Inf Under Load

Goal

Measure and understand the performance of Infiniband (as used within RAMCloud) under load.

Parameters of the experiments

Read operations performed by clients. Single table/object is read
over and over. More details at Workload+Generator
Cluster used - cluster hardware info is at Cluster+Configuration
rc02 - server (master)
rc03 - client (queen)
rc04-31 - client (worker) - multiple if required.
Number of workers used was was limited to as many nodes as required to generate the load for each experiment (subset). For a load of 4 I would use only 04-07, while a load of 40 would make me use some nodes twice.
Measurements are being performed using rdtsc

Code being measured - InfRcTransport.cc

InfRcTransport<Infiniband>::ServerRpc::sendReply()
        InfRcTransport<Infiniband>::getTransmitBuffer()
                infiniband->pollCompletionQueue()

Results/Graphs

Reference Graph - Throughput of the system for 100 byte object reads using different Transmit Buffer Pool sizes

Analysis of throughput curves.

Summary - throughput drops to 50% under high load.
The throughput of the system is measured here against increasing
load. The load is in terms of read operations on 100 byte objects.
We notice that the throughput of the system drops by a factor of 2
for high loads. This is observed even though we are nowhere near the
network limits at this point. The measured outgoing throughput is
390217 ops/sec or 39M bytes/sec or 310M bits/sec which is well under
the expected 32Gbps limit.
The red, blue and green lines were measured with 24 RX buffers and
8, 32 and 64 TX buffers respectively.
The violet line was measured with 48 RX buffers and 8 TX
buffers. Notice that adding buffers to the pool on the receive side
allows the trasmit side to see a higher throughput - I do not
understand the reasons for this.
A set of further measurements are taken during the same experiment
and plotted on different graphs to aid understanding.

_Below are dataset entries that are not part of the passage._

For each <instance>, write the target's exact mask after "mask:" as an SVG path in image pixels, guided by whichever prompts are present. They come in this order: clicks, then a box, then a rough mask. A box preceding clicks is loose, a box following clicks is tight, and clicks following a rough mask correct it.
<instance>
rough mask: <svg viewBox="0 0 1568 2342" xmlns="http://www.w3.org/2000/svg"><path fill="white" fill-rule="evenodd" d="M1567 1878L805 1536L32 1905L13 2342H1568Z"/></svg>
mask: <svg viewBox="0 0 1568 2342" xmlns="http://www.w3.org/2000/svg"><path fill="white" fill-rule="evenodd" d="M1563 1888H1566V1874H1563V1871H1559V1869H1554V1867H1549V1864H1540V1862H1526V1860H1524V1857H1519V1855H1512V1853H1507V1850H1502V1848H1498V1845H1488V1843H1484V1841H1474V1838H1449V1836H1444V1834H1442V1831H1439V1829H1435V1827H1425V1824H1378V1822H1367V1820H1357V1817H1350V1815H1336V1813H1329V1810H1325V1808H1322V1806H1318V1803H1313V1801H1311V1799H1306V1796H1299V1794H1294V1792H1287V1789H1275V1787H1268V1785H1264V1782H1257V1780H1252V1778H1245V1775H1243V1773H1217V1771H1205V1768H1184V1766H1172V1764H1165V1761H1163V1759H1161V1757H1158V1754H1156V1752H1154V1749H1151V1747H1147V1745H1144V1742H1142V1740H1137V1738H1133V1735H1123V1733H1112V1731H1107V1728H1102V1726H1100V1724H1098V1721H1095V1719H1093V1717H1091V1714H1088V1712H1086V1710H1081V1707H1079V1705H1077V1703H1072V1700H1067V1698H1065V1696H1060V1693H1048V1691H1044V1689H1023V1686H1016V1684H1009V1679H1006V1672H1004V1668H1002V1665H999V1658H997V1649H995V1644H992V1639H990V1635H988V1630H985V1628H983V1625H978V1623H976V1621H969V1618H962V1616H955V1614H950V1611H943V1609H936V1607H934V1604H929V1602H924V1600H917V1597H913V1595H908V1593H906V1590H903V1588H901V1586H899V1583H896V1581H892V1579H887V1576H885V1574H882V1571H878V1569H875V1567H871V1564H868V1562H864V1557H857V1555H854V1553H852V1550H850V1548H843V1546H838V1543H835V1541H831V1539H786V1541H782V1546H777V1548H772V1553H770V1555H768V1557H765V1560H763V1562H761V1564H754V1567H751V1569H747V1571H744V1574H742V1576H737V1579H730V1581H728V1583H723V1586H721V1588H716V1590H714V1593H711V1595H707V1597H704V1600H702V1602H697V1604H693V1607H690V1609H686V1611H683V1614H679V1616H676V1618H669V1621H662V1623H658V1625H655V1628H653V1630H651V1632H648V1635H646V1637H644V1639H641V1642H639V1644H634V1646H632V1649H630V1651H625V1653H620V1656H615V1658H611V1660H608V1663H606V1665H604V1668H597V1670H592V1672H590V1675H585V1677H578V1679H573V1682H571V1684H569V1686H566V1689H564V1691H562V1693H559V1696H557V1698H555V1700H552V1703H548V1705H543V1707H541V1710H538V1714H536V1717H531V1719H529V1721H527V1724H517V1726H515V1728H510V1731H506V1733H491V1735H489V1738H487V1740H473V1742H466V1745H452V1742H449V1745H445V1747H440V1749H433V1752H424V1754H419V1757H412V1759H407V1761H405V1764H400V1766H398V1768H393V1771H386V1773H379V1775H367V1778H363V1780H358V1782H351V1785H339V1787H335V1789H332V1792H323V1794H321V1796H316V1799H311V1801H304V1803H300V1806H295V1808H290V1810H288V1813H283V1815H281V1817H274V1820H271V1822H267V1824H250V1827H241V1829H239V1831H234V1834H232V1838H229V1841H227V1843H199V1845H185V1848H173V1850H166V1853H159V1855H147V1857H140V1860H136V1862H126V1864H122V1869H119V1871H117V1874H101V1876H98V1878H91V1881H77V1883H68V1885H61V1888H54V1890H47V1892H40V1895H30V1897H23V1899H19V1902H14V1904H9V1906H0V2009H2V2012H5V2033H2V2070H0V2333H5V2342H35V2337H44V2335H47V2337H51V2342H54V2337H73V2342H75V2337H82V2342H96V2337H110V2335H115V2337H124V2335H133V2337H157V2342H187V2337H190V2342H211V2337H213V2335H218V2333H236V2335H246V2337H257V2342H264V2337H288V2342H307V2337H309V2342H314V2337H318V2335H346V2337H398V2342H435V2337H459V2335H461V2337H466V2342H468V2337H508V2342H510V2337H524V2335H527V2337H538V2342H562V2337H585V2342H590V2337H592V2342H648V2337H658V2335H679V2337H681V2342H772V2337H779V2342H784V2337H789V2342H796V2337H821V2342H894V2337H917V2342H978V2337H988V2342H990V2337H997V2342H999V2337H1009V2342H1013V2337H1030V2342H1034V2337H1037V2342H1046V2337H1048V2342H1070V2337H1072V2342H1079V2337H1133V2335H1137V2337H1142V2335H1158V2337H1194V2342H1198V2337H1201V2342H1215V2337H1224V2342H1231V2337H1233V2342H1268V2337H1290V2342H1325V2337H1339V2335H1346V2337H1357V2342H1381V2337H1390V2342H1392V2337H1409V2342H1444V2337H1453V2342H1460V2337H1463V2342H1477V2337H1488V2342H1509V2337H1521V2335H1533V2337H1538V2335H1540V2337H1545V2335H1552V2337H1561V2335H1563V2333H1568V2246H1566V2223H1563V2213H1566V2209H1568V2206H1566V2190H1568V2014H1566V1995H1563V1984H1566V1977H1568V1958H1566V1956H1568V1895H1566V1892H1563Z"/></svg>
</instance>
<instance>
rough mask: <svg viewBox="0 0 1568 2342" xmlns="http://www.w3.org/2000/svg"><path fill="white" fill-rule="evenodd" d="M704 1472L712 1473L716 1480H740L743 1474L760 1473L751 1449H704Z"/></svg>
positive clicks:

Average number of buffers returned by pollCompletionQueue across different Buffer Pool sizes

Analysis

Summary - 3 empty buffers become available at a time under load.
Number of receive buffers also affects pollCompletionQueue().
This average does not include calls when no buffers were returned.
This is an average when non-zero buffers were returned by pollCompletionQueue().
The red, blue and green lines were measured with 24 RX buffers and
8, 32 and 64 TX buffers respectively.
The violet line was measured with 48 RX buffers and 8 TX buffers.
An interesting trend that appears to be independent of number of
buffers in the pool. There is a drop in the average at the same load
irrespective of buffer-pool.
Why does doubling the number of receive buffers affect the number of
empty transmit buffers returned ? Compare Red against Violet.
Look at the average number of buffers returned under high load.
It appears as if this number is around 3. We expect this number to be
1 buffer returned under load where empty buffers are returned as soon
as they are available. The higher number indicates that maybe buffers
are being returned in sets of 3. What is the reason for this behavior ?

Latency Graph - Time spent in pollCompletionQueue per read (average) - fixed pool of buffers - comparing time taken by successful calls against calls that return 0

Analysis

This is the same latency curve as above restricted to the case where
the size of the buffer pool for TX buffers is 8.
The Red line represents avg time taken by the getTransmitBuffer() call.
The Blue line represents avg time taken across all the calls to
pollCompletionQueue()
The Green line represents the average time taken by calls to
pollCompletionQueue() calls that returned zero empty buffers.
The Violet line represents the average time taken by calls to
pollCompletionQueue() calls that returned non-zero empty buffers.
Note that time taken per successful call increased slightly with
load. Number of calls however increased with load resulting in overall
time taken by getTransmitBuffer() increasing.

Latency Graph - Time spent in pollCompletionQueue per read (average) across different Transmit Buffer Pool sizes

Analysis

Summary - pollCompletionQueue() (and hence getTransmitBuffer()) take
longer to run with increasing load. Note that pollCompletionQueue()
would be called multiple times until a succesful return - an empty
buffer from the pool.
Red/Blue lines represent 24 RX buffers and 8 TX buffers.
The Red line is the time taken on average by the getTransmitBuffer()
call and the Blue line is the time taken on average across set of
calls to pollCompletionQueue() required to get back an empty buffer.
Note that the times measured are small enough that the time spent
in the timer calls itself have an effect here.
Green/Violet lines represent 24 RX buffers and 32 TX buffers
Orange/Pink lines represent 24 RX buffers and 64 TX buffers
This a plot of measurements of time taken by the different functions
during the experiments.
Total time spent in pollCompletionQueue was tracked and then divided by the
number of read calls to calculate the average.
This tracks the curve of time spent within the getTransmitBuffer
call well. The difference between the two needs to be explained.